I have found that being a mom of a medically fragile child means I will feel just about every emotion on the spectrum just about every single day.
It never fails: anytime we have a new medical device or change in our schedule, I get overwhelmed. It takes me awhile to find my footing and gain confidence. It is why, while we were in the hospital, I jumped right in to start feeding with the g tube. I jumped right in and had the nurse talk me through cleaning the site and changing the dressing.
Still, coming home from the hospital to the milk gone bad in the fridge, the mail piled up on the counter, the hospital stay laundry, the mountain of new medical papers to add to the mountain I will organize “someday”….It overwhelms me, especially as I am trying to get Kiran back on some semblance of a normal feeding schedule and figure out the nuances of this new feeding apparatus.
But. In the midst of it all, I was so thankful today. We have been blessed with Kiran’s presence for seven months now! (Um, where did that last month go!?!!) And we got to celebrate his life at home. We had some fussiness today and one small vomit after a tube feeding, but it was really a beautiful day spent together as a family.

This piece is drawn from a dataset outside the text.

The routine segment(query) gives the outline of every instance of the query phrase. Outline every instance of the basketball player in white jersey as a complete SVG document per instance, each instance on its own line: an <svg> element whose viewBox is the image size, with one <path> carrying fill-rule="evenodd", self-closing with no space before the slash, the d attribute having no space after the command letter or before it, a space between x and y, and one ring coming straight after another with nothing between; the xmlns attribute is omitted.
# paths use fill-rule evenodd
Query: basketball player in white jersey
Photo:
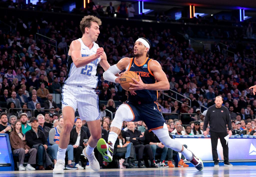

And – he officially weighs just over 15 lbs now!!! My big, handsome man. Not to mention, we now get to see both cheeks at once – no more tube in his nose; no more tape on his face!
Still (jumping all over the place; it gives you a taste of my “just about every emotion” concept) – At one point today, I found myself trying to console him on his bedroom floor, tears in my own eyes, telling him I wish he could be healthy. I wish he had a strong heart and could eat by mouth. I wish we didn’t have to figure out how to keep him comfortable with tube feeds.
But then, I also found myself telling him that’s life, and life is going to be tough. I told him his mommy and daddy will be with him every step of the way – and that if I could, I’d take it all on for him – but, unfortunately, he is going to have to do most of the hard stuff.
In other words, he gained some wisdom today. It comes with age.